Proposed methods
Our proposed method uses BART. BART is a tree-based Bayesian probability model [21], offering an additional advantage over the algorithm-based machine learning methods of providing proper representations of uncertainty intervals via the posterior [22–25]. A regression or classification tree approximates the covariate-outcome relationship by recursive binary partitioning of the predictor space. The tree consists of the tree structure and all the decision rules sending a variable either left or right and leading down to a bottom node. Each of the bottom nodes represents the mean response of the observations falling in that node [14]. For a binary outcome, BART uses probit regression and a sum of trees models,
$$\begin{array}{@{}rcl@{}} \text{Pr}(Y\,=\, 1 {\, \vert \,} \boldsymbol{X}\,=\,\boldsymbol{x}) \,=\, \Phi\left(f(\boldsymbol{x})\right) \,=\, \Phi\left(\sum_{j=1}^{m} g(\boldsymbol{x}; \mathcal{T}_{j}, \mathcal{M}_{j})\right), \end{array} $$
(1)
where Φ(·) is the standard normal cumulative distribution function, \(\sum _{j=1}^{m} g(\boldsymbol {x}; \mathcal {T}_{j}, \mathcal {M}_{j})\) is a sum of trees model, and \((\mathcal {T}_{j}, \mathcal {M}_{j})\) are tree parameters. To avoid overfitting and limit the contribution of each \((\mathcal {T}_{j}, \mathcal {M}_{j})\), a regularizing prior is put on the parameters, and the posterior is computed using Markov chain Monte Carlo (MCMC). Details of the BART model can be found in Chipman et al. [21].
Here we leverage the underlying Bayesian probability model of the BART technique. We impute the missing data with random forest and use Rubin’s rule [26, 27] to combine the estimates and variances of the variable inclusion proportion (VIP) – the proportion of times each predictor is chosen as a splitting rule divided by the total number of splitting rules appearing in the model – of each predictor provided by the BART model across multiply imputed datasets for variable selection. We refer to our proposed method as RR-BART, where “RR” stands for Rubin’s rule.

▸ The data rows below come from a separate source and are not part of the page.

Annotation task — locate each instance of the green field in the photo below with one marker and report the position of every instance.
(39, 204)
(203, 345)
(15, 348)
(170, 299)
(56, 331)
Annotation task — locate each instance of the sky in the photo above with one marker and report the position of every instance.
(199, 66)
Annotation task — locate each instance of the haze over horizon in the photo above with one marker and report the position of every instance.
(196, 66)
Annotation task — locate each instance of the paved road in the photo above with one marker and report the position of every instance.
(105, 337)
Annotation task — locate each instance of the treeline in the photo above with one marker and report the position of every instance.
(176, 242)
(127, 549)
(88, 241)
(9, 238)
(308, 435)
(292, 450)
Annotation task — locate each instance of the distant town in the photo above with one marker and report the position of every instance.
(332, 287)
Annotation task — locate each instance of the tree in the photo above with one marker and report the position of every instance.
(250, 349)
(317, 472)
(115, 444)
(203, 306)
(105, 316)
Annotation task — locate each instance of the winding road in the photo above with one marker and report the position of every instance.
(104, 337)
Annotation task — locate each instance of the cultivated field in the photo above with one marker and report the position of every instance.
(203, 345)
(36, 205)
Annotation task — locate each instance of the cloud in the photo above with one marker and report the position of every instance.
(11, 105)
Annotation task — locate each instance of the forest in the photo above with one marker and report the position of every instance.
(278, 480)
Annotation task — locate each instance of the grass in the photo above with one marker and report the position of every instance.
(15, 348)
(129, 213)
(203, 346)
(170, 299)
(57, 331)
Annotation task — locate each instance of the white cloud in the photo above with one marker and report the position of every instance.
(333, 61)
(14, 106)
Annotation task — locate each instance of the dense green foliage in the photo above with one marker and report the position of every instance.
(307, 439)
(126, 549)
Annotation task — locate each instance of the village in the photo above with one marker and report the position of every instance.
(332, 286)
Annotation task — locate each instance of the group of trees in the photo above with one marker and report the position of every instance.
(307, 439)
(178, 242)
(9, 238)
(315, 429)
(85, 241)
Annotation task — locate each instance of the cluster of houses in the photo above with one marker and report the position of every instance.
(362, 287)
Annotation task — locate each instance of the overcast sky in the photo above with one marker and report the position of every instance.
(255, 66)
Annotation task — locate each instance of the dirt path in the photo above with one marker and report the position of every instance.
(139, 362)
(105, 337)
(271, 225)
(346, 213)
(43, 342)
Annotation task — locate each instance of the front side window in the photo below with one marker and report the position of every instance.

The key steps of RR-BART are:
-
1
Impute the data M times using the missForest technique [28]; fit a BART model to each of M imputed datasets and draw P Markov chain Monte Carlo (MCMC) posterior samples of the VIP for a predictor Xk, k=1,…,K. We then have a distribution of VIPkmp,m=1,…,M, p=1,…,P.
-
2
Calculate the average VIP across P posteriors and M imputed datasets for each predictor \(\overline {\text {VIP}}_{k\cdot \cdot }\), and identify the variable \(\phantom {\dot {i}\!}X_{k'}\) with the minimum value, \(\overline {\text {VIP}}_{k'\cdot \cdot } = \min \limits _{k=1,\ldots,K}(\overline {\text {VIP}}_{k\cdot \cdot })\). If \(\overline {\text {VIP}}_{k'\cdot \cdot } > \frac {1}{2K}\), then stop the algorithm and no variable selection will be performed. Otherwise, calculate the distance between each VIP score and the minimum of average posterior mean VIPs, \(\Delta _{kmp} = \text {VIP}_{kmp} - \overline {\text {VIP}}_{k'\cdot \cdot }\) for k=1,…,K,m=1,…,M,p=1,…,P.
-
3
Apply the Rubin’s rule [26, 27] to the distribution of Δkmp. The overall mean and total variance of the distance score for predictor Xk are calculated as follows:
$$\begin{aligned} \bar{Q}_{k} =&\sum_{m,p} \Delta_{kmp} /MP, \\ \text{Within-imputation variance}\ W_{k}=&\frac{1}{M} \sum_{m} \text{Var}(\bar{\Delta}_{km\cdot}), \\ \text{Between-imputation variance}\ B_{k} =& \frac{1}{M-1} \sum_{m} (\bar{\Delta}_{km.} - \bar{\Delta}_{k..})^{2}, \\ \text{Total variance}\ T_{k} =& W_{k} + \left(1+\frac{1}{M}\right)B_{k}, \end{aligned} $$
where \(\text {Var}(\bar {\Delta }_{km\cdot })\) is the variance among {Δkmp,p=1,…,P} divided by the sample size n, \(\bar {\Delta }_{km.} = \frac {1}{P}\sum _{p} \Delta _{kmp}\), and \(\bar {\Delta }_{k..} = \frac {1}{MP} \sum _{m}\sum _{p} \Delta _{kmp}\). The 1−α confidence interval for variable k’s average distance score is \(\bar {Q}_{k} \pm t_{df, 1-\alpha } \sqrt {T_{k}}\), where the degrees of freedom for the t-distribution is df=(M−1)/((Bk+Bk/M)/Tk)2 [26].
-
4
Select variables with the 1−α confidence intervals that do not contain zero.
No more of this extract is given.